Forward-looking statements involve known and unknown risks, uncertainties and other factors which may cause actual results, performance or achievements to differ materially from those expressed or implied by such statements which involve the state of equity financing markets, volatility of market prices, and fluctuations in metal prices. Forward-looking information is provided herein to give context regarding the proposed Offering and its anticipated effects, but may not be appropriate for other purposes. Completion of the Offering is subject to customary closing conditions, and other risks and uncertainties. Accordingly, there can be no assurance that the Offering will be completed as described or at all. There is also no assurance that the anticipated strategic or economic benefits of the Offering will be realized.

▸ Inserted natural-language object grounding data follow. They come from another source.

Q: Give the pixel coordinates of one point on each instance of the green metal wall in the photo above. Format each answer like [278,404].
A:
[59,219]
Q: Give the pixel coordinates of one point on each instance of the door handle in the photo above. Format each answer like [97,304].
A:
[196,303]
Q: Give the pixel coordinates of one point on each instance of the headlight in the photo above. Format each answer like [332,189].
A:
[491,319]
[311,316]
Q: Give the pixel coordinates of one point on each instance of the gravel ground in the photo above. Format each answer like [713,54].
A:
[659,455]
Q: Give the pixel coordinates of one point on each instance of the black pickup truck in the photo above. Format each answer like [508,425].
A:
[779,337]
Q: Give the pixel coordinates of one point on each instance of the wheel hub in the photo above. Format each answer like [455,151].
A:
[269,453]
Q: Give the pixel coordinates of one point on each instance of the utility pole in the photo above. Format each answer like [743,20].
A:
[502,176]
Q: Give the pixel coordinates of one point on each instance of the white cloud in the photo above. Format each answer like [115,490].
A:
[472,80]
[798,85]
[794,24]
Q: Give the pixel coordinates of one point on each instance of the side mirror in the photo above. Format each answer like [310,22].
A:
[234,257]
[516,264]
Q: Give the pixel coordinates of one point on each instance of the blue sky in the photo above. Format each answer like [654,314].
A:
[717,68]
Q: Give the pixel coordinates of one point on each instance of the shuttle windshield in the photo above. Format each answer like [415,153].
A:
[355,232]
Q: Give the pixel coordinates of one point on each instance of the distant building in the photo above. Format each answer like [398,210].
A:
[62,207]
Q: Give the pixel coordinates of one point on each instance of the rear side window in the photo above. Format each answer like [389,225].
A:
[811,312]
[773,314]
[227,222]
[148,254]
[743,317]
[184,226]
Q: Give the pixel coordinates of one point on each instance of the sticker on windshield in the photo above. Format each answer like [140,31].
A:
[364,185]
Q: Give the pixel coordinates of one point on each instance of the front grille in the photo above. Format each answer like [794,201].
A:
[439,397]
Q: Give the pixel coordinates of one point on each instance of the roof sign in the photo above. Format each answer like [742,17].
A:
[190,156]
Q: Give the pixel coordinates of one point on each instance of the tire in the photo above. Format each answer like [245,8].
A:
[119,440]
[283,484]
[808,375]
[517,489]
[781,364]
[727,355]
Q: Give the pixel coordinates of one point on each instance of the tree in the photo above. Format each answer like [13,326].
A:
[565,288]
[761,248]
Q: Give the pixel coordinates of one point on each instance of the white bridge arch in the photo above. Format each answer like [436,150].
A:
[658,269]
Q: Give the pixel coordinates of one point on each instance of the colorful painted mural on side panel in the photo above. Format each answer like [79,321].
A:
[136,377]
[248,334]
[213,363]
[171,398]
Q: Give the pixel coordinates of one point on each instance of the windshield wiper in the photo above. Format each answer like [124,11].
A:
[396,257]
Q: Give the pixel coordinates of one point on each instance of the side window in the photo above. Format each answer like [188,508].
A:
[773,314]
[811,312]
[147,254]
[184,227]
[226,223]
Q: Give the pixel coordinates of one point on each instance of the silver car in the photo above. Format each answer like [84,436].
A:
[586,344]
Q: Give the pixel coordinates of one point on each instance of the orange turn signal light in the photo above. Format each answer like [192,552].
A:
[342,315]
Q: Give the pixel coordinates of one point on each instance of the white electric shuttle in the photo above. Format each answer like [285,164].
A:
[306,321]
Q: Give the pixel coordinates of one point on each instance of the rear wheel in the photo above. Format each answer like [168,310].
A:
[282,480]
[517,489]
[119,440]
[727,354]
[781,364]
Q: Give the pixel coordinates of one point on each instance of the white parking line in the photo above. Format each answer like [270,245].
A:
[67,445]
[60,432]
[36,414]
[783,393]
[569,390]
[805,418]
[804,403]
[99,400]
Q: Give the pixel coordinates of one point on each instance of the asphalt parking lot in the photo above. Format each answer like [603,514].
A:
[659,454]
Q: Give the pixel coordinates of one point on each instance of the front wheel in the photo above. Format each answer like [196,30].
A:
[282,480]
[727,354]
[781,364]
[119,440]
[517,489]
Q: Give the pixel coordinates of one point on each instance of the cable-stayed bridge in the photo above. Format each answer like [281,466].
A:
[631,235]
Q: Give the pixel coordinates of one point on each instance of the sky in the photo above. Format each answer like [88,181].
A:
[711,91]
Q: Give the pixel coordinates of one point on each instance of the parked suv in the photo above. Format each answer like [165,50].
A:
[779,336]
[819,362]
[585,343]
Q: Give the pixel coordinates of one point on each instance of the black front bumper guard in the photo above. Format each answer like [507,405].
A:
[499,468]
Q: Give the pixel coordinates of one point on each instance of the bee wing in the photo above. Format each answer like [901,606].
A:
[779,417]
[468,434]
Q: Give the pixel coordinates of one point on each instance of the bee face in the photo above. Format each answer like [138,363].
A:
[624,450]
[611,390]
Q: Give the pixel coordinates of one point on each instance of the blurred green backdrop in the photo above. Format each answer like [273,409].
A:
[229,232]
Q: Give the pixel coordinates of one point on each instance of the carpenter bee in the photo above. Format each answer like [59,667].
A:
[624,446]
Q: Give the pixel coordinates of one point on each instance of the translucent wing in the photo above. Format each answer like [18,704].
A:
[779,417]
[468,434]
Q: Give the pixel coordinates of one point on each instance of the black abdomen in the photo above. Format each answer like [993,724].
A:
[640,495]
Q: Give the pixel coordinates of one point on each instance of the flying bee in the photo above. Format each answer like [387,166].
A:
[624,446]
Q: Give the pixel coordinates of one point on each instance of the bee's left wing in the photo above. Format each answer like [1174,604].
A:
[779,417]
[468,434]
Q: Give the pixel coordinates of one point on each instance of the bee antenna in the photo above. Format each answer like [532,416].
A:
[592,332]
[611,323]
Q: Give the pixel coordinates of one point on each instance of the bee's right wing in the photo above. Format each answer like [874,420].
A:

Although Blue Jay has attempted to identify important factors that could cause actual results to differ materially from those contained in forward-looking statements, there may be other factors that cause results to differ. Readers are cautioned not to place undue reliance on these statements, and Blue Jay undertakes no obligation to update or revise any forward-looking statements, except as required by applicable law.